The project, called "Turing Tables," was inspired by mathematician Alan Turing, whose theory held that individuals could create something infinite out of a potentially finite source.
Turing focused on infinite number chains, but John's interest is in the "tectonic forces and energies of a matrix, which is visibly and continually updating and renewing itself."
Sascha Brossmann, who was the project's computer programmer, explained to Discovery News how Turing Tables works. First, a computer program taps into the United States Geological Survey's database that gathers plate movements from all regions of the world.
Since this database does not include smaller international events, it is supplemented with data from a number of regional geographical institutes.
Information about earthquakes, no matter how large or small, includes such data as time, duration, location and magnitude.

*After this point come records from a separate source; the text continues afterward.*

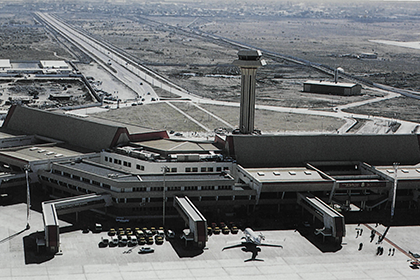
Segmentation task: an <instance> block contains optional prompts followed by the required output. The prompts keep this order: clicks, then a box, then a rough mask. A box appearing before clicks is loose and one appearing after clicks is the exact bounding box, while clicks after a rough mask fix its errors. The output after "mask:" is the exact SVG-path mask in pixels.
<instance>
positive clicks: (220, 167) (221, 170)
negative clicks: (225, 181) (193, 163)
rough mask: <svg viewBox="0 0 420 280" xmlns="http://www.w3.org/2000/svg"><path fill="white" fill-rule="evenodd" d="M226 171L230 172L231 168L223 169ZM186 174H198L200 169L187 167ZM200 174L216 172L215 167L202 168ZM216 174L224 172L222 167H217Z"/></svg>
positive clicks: (225, 166) (196, 167)
mask: <svg viewBox="0 0 420 280" xmlns="http://www.w3.org/2000/svg"><path fill="white" fill-rule="evenodd" d="M223 170H224V171H228V170H229V167H226V166H225V167H223ZM185 172H187V173H189V172H198V167H185ZM200 172H214V168H213V167H201V168H200ZM216 172H222V167H220V166H219V167H216Z"/></svg>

A variety of monitoring techniques, such as seismographs, is used around the world to collect this data. An independent computer program designed by the exhibit team then gathers all of this information.
John said that to create the installation, "We use a sensorium of digital instruments that are triggered directly by the tectonic data."
The instruments electronically match sounds, images and even vibrations to the rhythm and intensity of Earth's movements.
Since the geological databases are on the Internet, which doesn't always operate in precise real time, listeners hear events that occurred only a few seconds beforehand.
John and his colleagues hope the exhibit will instill an "archaic feeling" and a "consciousness that the earth is an organism, that it moves and that it can be understood as an organism in constant flux."
Peter Westbroek, professor emeritus of geobiology from the University of Leiden in the Netherlands, is writing a book on the science of complexity and its role in society.
Westbroek told Discovery News that experiencing "Turing Tables" feels "as if one is located in the middle of the earth and hears how plate tectonics keeps the planet in constant motion, cracking and crunching.
"We sense the destructive power of these giant forces as they produce volcanic eruptions, earthquakes and tsunamis, but realize at the same time that without these rumblings, the earth would be a dead place, as plate tectonics turns the planet inside out, ensuring a constant supply of mineral foodstuff at the planetary surface."
He added, "To realize that this motion has been going on at the planetary scale for billions of years is a dazzling experience, which helps us to get close to the planet we inhabit."
"Turing Tables" opened at the The Exploratorium science museum in San Francisco on March 31.